Development time is shortened
In the second, recently started process phase, the researchers test the compounds for their action against COVID-19. So-called human organoids are used to simulate the absorption and effects - as well as possible side effects - of medications in the human body as precisely as possible.
“These are cell groups grown in the laboratory, whose structure and capabilities largely resemble those of organs. This next generation of new, organic tools allows the effects of substances in cells - outside the body - to be examined very closely, ”explains Zatloukal.
“We try to gather as much information as possible about how substances can behave in the human body in such model organs in the Petri dish. This reduces the use of animal experiments and shortens the development time for SARS-CoV-2 drugs. "
Develop new drug groups
In the last phase, the scientists test whether the genetic diversity of different virus subclasses of SARS-CoV-2 influences the mode of action of medication. According to the researchers, the virus isolates of the Styrian COVID-19 patients are sequenced and subjected to in-vitro and in-silico experiments together with reference strains from other countries. This is necessary to show that a chemical substance could be suitable for wide clinical use.
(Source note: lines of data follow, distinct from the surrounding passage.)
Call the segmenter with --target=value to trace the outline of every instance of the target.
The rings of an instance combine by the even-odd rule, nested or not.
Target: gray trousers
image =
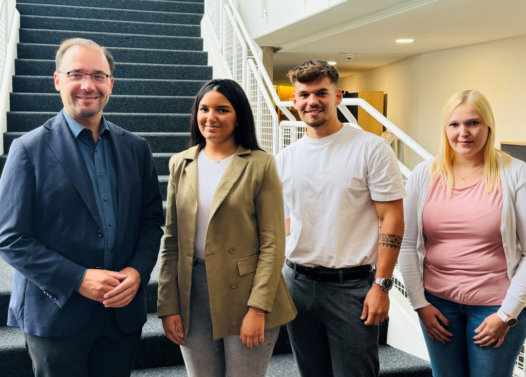
[[[97,303],[84,328],[69,337],[25,334],[36,377],[127,377],[142,329],[127,334],[113,308]]]
[[[378,326],[360,317],[375,271],[368,278],[340,282],[283,275],[298,315],[287,324],[301,377],[372,377],[380,371]]]
[[[189,377],[264,377],[279,327],[265,331],[265,343],[248,348],[239,335],[214,340],[208,284],[204,261],[196,259],[192,271],[190,325],[186,345],[181,347]]]

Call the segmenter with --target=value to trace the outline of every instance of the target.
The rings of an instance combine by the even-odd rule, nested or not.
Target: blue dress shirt
[[[96,143],[91,130],[68,115],[64,109],[62,113],[75,137],[92,183],[103,227],[99,235],[104,237],[104,268],[112,270],[117,247],[118,191],[115,156],[112,146],[112,132],[103,117],[98,139]],[[77,291],[86,270],[84,271],[77,285]]]

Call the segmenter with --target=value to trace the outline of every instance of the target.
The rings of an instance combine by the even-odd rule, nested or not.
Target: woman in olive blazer
[[[167,336],[183,346],[190,377],[264,375],[279,327],[297,313],[281,273],[285,235],[276,162],[258,145],[249,102],[232,80],[205,84],[190,133],[194,146],[170,160],[158,316]],[[200,225],[199,185],[214,180],[203,175],[221,163],[220,179],[207,186],[215,189],[208,222]],[[204,228],[201,260],[194,251]]]

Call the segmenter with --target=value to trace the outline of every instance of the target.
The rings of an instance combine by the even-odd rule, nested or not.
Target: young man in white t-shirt
[[[378,324],[403,235],[398,160],[385,139],[338,120],[333,66],[309,60],[287,77],[307,126],[276,158],[290,234],[283,273],[298,312],[287,324],[294,357],[302,377],[377,376]]]

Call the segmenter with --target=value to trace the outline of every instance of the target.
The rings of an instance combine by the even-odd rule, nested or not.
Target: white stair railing
[[[16,0],[0,1],[0,154],[4,153],[3,134],[7,131],[9,93],[15,74],[19,28],[20,14],[16,10]]]

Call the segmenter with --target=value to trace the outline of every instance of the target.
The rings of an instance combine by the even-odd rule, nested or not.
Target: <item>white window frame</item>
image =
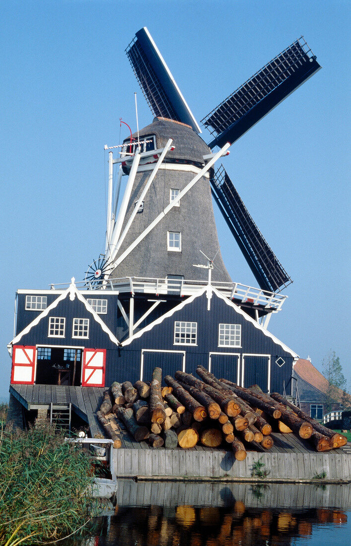
[[[186,331],[182,332],[181,328],[185,328]],[[187,329],[189,329],[187,331]],[[193,331],[194,329],[194,332]],[[179,331],[177,331],[179,330]],[[195,334],[194,341],[192,341],[192,335]],[[182,340],[182,334],[184,334],[183,340]],[[190,340],[187,340],[186,335],[190,334]],[[177,336],[179,337],[179,341],[177,341]],[[174,323],[174,345],[192,345],[193,347],[197,346],[198,343],[198,323],[197,322],[190,322],[187,321],[175,321]]]
[[[323,419],[323,404],[310,404],[310,416],[312,417],[312,406],[316,408],[316,417],[312,417],[312,419]],[[322,408],[322,418],[319,418],[318,415],[318,407],[319,408]]]
[[[59,321],[59,322],[58,322]],[[63,322],[61,322],[63,321]],[[50,329],[53,328],[53,331],[55,332],[57,326],[58,326],[58,331],[60,331],[62,329],[61,327],[63,325],[63,334],[50,334]],[[47,333],[48,337],[64,337],[65,331],[66,328],[66,319],[64,317],[49,317],[49,331]]]
[[[172,192],[174,192],[174,194],[172,195]],[[169,191],[169,202],[172,203],[172,201],[174,201],[176,197],[178,197],[180,193],[180,189],[178,188],[171,188]],[[180,206],[180,201],[179,201],[177,203],[174,205],[175,206]]]
[[[47,306],[46,296],[26,296],[26,311],[44,311]]]
[[[98,314],[107,314],[107,300],[99,298],[87,298],[87,302]],[[102,310],[104,306],[106,311]],[[101,311],[98,311],[99,307]]]
[[[223,331],[221,333],[221,327],[223,327],[222,329]],[[226,327],[229,328],[229,331],[227,333],[225,331]],[[235,327],[234,331],[231,332],[231,327]],[[237,332],[236,331],[237,329],[239,328],[239,342],[237,341],[237,337],[238,335]],[[229,336],[229,341],[228,343],[226,343],[225,336]],[[222,339],[221,340],[221,337]],[[232,342],[231,338],[233,338]],[[220,323],[218,324],[218,347],[241,347],[241,324],[226,324],[225,323]]]
[[[81,321],[83,321],[84,322],[85,321],[87,321],[87,324],[86,325],[86,326],[87,326],[86,335],[79,335],[78,334],[79,333],[79,331],[80,331],[79,328],[80,328],[80,323],[81,322]],[[76,321],[78,321],[78,322],[76,323]],[[84,334],[85,333],[85,325],[83,324],[82,325],[83,325],[83,330],[82,330],[82,332]],[[74,318],[73,319],[73,322],[72,323],[72,338],[74,339],[81,339],[81,339],[85,339],[85,340],[89,339],[89,327],[90,327],[90,319],[88,318],[79,318],[78,317],[75,317],[75,318]],[[75,327],[76,327],[76,328],[78,329],[78,334],[75,334],[74,331],[75,331]]]
[[[179,235],[179,247],[171,246],[171,238],[173,235]],[[173,239],[173,243],[174,239]],[[173,252],[181,252],[182,251],[182,234],[181,232],[167,232],[167,250]]]

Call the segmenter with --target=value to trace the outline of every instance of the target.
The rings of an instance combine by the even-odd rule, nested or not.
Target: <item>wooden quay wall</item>
[[[231,452],[219,449],[121,448],[114,449],[112,468],[117,478],[252,480],[253,465],[259,460],[269,473],[266,482],[306,483],[325,472],[325,483],[351,483],[351,455],[342,449],[334,452],[248,452],[243,461],[237,461]]]

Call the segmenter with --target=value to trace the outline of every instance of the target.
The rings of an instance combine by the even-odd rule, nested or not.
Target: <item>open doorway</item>
[[[35,383],[80,385],[82,352],[78,347],[37,347]]]

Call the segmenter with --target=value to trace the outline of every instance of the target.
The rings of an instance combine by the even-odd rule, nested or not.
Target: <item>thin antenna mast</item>
[[[136,114],[136,130],[138,131],[138,145],[139,145],[139,126],[138,122],[138,106],[136,105],[136,92],[134,93],[135,98],[135,114]]]

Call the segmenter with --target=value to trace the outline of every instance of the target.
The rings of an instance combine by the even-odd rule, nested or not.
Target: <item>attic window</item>
[[[64,337],[66,319],[64,317],[49,317],[49,337]]]
[[[43,311],[47,300],[46,296],[26,296],[26,311]]]
[[[167,232],[167,250],[180,252],[182,250],[182,234],[180,232]]]
[[[241,347],[241,325],[219,324],[218,347]]]
[[[89,337],[89,319],[74,318],[72,337]]]
[[[176,188],[171,188],[169,192],[169,202],[172,203],[172,201],[174,201],[175,199],[178,197],[179,195],[180,191]],[[174,205],[175,206],[180,206],[180,201],[179,201],[177,203]]]
[[[197,334],[197,322],[177,321],[174,323],[174,345],[196,345]]]
[[[106,314],[107,313],[107,300],[87,298],[87,302],[98,314]]]

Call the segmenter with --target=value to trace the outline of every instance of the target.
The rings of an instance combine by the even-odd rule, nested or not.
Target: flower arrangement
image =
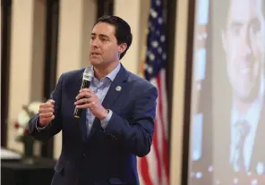
[[[25,156],[33,156],[34,139],[29,134],[29,121],[38,113],[40,104],[42,103],[32,102],[28,105],[23,105],[14,123],[17,130],[16,140],[23,144]]]

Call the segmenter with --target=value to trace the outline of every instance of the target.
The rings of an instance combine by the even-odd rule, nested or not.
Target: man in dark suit
[[[265,174],[264,2],[227,3],[221,38],[231,91],[216,104],[214,172],[221,184],[251,184],[252,176]]]
[[[36,139],[62,130],[52,184],[139,184],[136,156],[150,150],[158,92],[120,63],[131,43],[127,22],[100,18],[90,38],[90,88],[79,91],[84,69],[62,74],[50,100],[30,122]],[[83,109],[80,119],[73,116],[75,105]]]

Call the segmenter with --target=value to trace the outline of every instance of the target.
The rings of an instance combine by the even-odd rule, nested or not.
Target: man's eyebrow
[[[96,36],[96,35],[97,35],[96,33],[91,33],[91,36]],[[105,35],[105,34],[99,34],[99,37],[101,37],[101,38],[109,38],[109,37],[107,35]]]

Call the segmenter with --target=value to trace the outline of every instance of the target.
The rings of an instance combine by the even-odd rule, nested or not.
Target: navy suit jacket
[[[62,130],[60,157],[55,166],[54,185],[67,184],[139,184],[136,156],[149,154],[154,133],[157,88],[146,80],[127,71],[123,65],[102,103],[113,111],[103,130],[95,118],[86,137],[86,115],[73,117],[75,97],[84,69],[61,75],[51,99],[55,120],[42,130],[30,121],[30,133],[38,140],[48,139]],[[115,88],[120,86],[120,91]]]

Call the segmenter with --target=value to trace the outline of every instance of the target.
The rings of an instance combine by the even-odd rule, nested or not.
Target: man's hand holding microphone
[[[38,126],[46,127],[55,119],[55,101],[52,99],[47,100],[39,105],[39,120]]]

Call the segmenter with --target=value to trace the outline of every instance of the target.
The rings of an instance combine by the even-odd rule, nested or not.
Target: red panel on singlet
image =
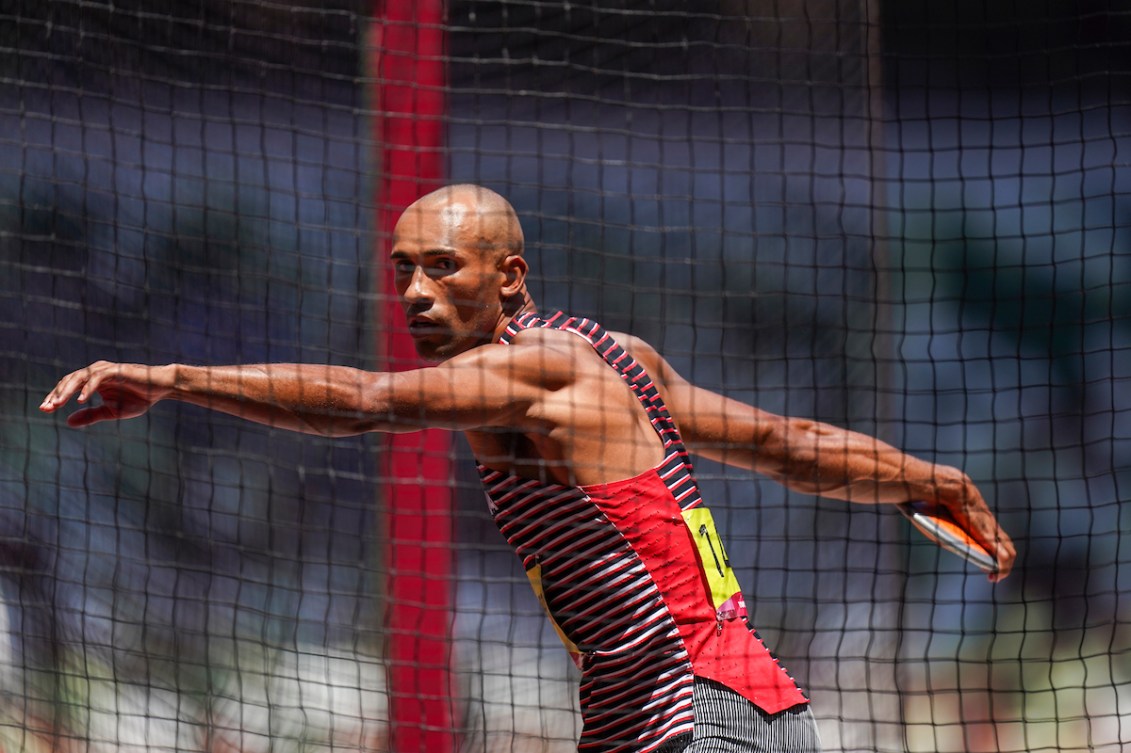
[[[499,529],[582,670],[579,750],[641,753],[689,735],[694,677],[723,683],[769,713],[806,703],[746,624],[690,458],[642,365],[596,322],[561,312],[524,314],[501,341],[529,327],[588,340],[636,393],[665,451],[639,476],[584,487],[480,466]],[[691,517],[710,535],[698,546]]]

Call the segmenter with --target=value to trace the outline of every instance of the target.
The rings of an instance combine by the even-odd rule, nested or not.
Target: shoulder
[[[478,371],[495,384],[520,382],[558,389],[588,372],[597,363],[596,358],[593,347],[577,335],[525,329],[508,345],[481,345],[446,361],[440,367],[460,374]]]
[[[644,340],[636,335],[629,335],[627,332],[610,332],[613,339],[616,340],[622,348],[624,348],[629,355],[636,358],[640,365],[644,366],[645,371],[651,376],[653,381],[656,382],[661,388],[670,386],[674,382],[682,381],[679,374],[668,365],[664,356],[659,355],[647,340]]]

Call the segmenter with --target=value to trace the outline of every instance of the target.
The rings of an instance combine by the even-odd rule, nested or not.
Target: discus
[[[946,508],[926,502],[904,502],[897,504],[899,511],[920,529],[924,536],[942,548],[957,554],[985,572],[998,572],[998,561],[992,554],[962,529]]]

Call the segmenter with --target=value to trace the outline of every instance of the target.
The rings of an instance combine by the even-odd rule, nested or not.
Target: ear
[[[509,256],[502,260],[499,269],[507,276],[507,282],[500,288],[499,295],[503,300],[519,295],[526,286],[526,272],[529,270],[526,259],[519,256]]]

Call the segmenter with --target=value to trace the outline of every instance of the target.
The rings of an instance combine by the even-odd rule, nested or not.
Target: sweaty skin
[[[490,468],[568,485],[629,478],[659,461],[639,403],[588,343],[524,330],[512,345],[497,344],[513,315],[535,311],[521,228],[501,196],[452,185],[420,199],[397,223],[390,262],[416,350],[435,365],[391,373],[100,361],[63,376],[40,407],[53,413],[77,396],[71,426],[140,416],[172,399],[333,436],[443,427],[463,431]],[[990,580],[1009,574],[1013,544],[961,470],[698,388],[644,340],[613,337],[651,374],[691,452],[808,494],[942,505],[996,559]]]

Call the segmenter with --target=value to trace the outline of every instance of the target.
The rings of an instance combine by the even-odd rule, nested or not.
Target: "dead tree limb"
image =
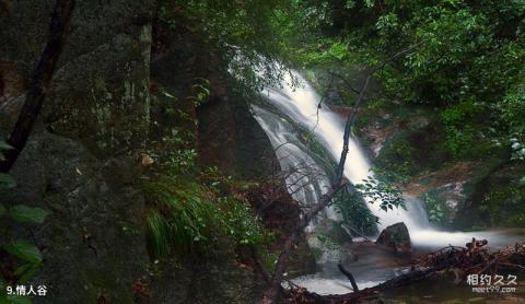
[[[348,184],[348,180],[342,177],[342,173],[343,173],[343,169],[345,169],[345,163],[347,161],[348,145],[349,145],[349,142],[350,142],[350,130],[351,130],[351,127],[352,127],[352,125],[355,120],[355,117],[357,117],[357,109],[359,108],[359,106],[360,106],[360,104],[361,104],[361,102],[364,97],[364,93],[365,93],[365,91],[369,86],[369,83],[370,83],[370,80],[371,80],[372,75],[376,71],[383,69],[386,66],[386,63],[388,63],[389,61],[392,61],[392,60],[394,60],[394,59],[398,58],[399,56],[402,56],[407,52],[410,52],[411,50],[416,49],[420,45],[421,45],[421,43],[416,44],[413,46],[408,47],[407,49],[404,49],[399,52],[394,54],[393,56],[386,58],[380,65],[373,67],[369,71],[366,80],[365,80],[363,86],[360,90],[359,97],[355,101],[354,110],[352,112],[350,117],[347,119],[347,124],[345,126],[343,148],[342,148],[342,152],[341,152],[341,157],[339,159],[339,164],[337,165],[336,183],[331,186],[330,190],[327,194],[325,194],[320,197],[320,199],[317,201],[317,203],[315,203],[314,206],[312,206],[310,208],[310,210],[306,212],[306,214],[298,223],[298,226],[295,227],[294,232],[284,242],[284,246],[283,246],[283,248],[282,248],[282,250],[279,255],[279,258],[277,260],[277,264],[276,264],[276,269],[273,271],[273,276],[271,277],[271,280],[270,280],[270,283],[269,283],[268,288],[266,289],[266,291],[262,294],[262,299],[261,299],[260,303],[264,303],[264,304],[276,303],[277,297],[279,295],[279,290],[281,288],[282,277],[283,277],[285,268],[287,268],[288,257],[290,256],[290,254],[293,249],[293,245],[296,243],[299,236],[304,231],[304,229],[308,225],[310,221],[317,213],[319,213],[327,206],[329,206],[334,196],[340,189],[345,188]]]
[[[353,278],[352,272],[345,269],[345,267],[342,267],[342,265],[340,264],[337,265],[337,268],[339,268],[339,271],[341,271],[341,273],[348,278],[348,280],[350,281],[350,284],[352,284],[353,292],[358,292],[359,287],[358,287],[358,283],[355,283],[355,279]]]
[[[350,114],[350,117],[347,119],[347,124],[345,125],[345,136],[343,136],[343,145],[342,145],[342,151],[341,151],[341,157],[339,161],[339,165],[337,166],[337,175],[336,175],[336,180],[340,180],[342,178],[342,174],[345,172],[345,162],[347,160],[347,154],[348,154],[348,144],[350,142],[350,132],[352,130],[352,126],[355,121],[355,117],[358,116],[358,108],[361,106],[361,103],[363,102],[364,98],[364,93],[366,92],[366,89],[369,87],[370,81],[372,80],[372,77],[374,75],[375,72],[378,70],[383,69],[389,61],[397,59],[398,57],[406,55],[417,47],[419,47],[421,43],[418,43],[416,45],[412,45],[404,50],[400,50],[393,56],[386,58],[385,60],[381,61],[378,65],[373,67],[372,69],[369,70],[366,74],[366,79],[364,80],[363,86],[359,91],[359,96],[358,100],[355,100],[355,103],[353,105],[353,110]]]
[[[57,67],[58,58],[62,52],[73,8],[74,0],[57,0],[55,3],[46,47],[33,74],[16,125],[7,140],[13,149],[3,152],[5,160],[0,162],[0,172],[11,169],[33,130]]]

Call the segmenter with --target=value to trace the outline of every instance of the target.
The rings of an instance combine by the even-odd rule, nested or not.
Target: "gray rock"
[[[394,248],[398,252],[408,252],[412,247],[410,234],[408,233],[407,226],[402,222],[384,229],[375,243]]]

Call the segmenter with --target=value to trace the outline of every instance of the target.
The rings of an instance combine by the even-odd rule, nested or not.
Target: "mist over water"
[[[266,87],[261,94],[279,109],[281,115],[311,130],[319,143],[330,153],[334,164],[337,164],[342,151],[345,118],[330,110],[328,106],[324,104],[319,106],[320,96],[315,90],[299,73],[293,72],[292,74],[299,80],[299,85],[292,87],[292,85],[290,85],[292,83],[292,77],[287,74],[282,80],[282,87]],[[254,113],[256,119],[272,141],[275,148],[284,143],[285,140],[293,141],[293,131],[290,131],[290,128],[292,127],[291,125],[287,128],[287,126],[283,126],[282,124],[276,124],[277,119],[275,117],[269,117],[270,115],[264,113],[264,109],[260,107],[254,106]],[[279,126],[273,126],[273,128],[271,128],[270,125]],[[287,150],[293,148],[294,147],[292,145],[287,148]],[[280,149],[282,149],[282,147]],[[304,147],[294,150],[295,151],[287,151],[287,153],[291,154],[299,152],[295,156],[290,159],[305,157],[305,161],[313,162],[313,160],[307,156]],[[277,151],[277,153],[278,157],[279,154],[282,154],[279,151]],[[290,160],[285,160],[284,163],[281,162],[281,167],[290,167],[289,161]],[[371,165],[360,148],[359,142],[353,138],[351,138],[349,142],[349,152],[343,173],[345,177],[354,185],[361,184],[363,179],[373,177]],[[322,185],[317,188],[326,191],[329,187],[328,180],[324,179],[320,180],[320,183]],[[311,198],[316,199],[318,196],[319,194],[311,196]],[[304,198],[304,195],[295,198]],[[313,203],[316,200],[306,200],[307,203]],[[428,225],[424,210],[422,210],[420,203],[412,199],[407,199],[407,210],[398,208],[389,210],[388,212],[381,209],[381,201],[372,201],[369,199],[369,202],[371,202],[368,203],[368,206],[372,213],[381,219],[380,229],[398,222],[404,222],[409,229],[420,229],[421,226]]]

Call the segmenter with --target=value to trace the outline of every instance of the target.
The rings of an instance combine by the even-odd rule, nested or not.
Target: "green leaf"
[[[40,267],[40,264],[35,262],[26,262],[16,269],[14,269],[14,276],[19,278],[18,282],[25,283],[33,278],[36,270]]]
[[[5,173],[0,173],[0,187],[5,187],[8,189],[16,187],[16,182],[14,182],[11,175]]]
[[[40,249],[25,239],[16,239],[13,244],[4,244],[2,248],[20,259],[31,262],[42,261]]]
[[[5,141],[0,140],[0,150],[11,150],[11,149],[14,149],[14,148],[9,145],[9,143],[7,143]]]
[[[42,224],[50,212],[40,208],[32,208],[25,204],[16,204],[11,208],[9,214],[22,223]]]

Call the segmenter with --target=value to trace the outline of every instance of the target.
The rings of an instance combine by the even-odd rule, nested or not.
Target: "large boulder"
[[[409,252],[412,248],[410,234],[408,233],[407,225],[402,222],[384,229],[375,243],[394,248],[397,252]]]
“Our research work relates to the so-called pre-clinical development phase of a drug. The more extensive and convincing the data are, the greater the chance that the substances will be further developed by the industry and will ultimately be used on humans. What we want to show within the one-year acib-funded project is that our approach to identifying antiviral drugs and testing their effectiveness works, ”says Zatloukal.
According to the expert, what applies to the cooperative approach to cooperation could also apply to the use of medicines: "In the end, it may be necessary to combine several concepts to combat COVID-19." (Ad)
Author and source information
This text corresponds to the requirements of the medical literature, medical guidelines and current studies and has been checked by medical doctors.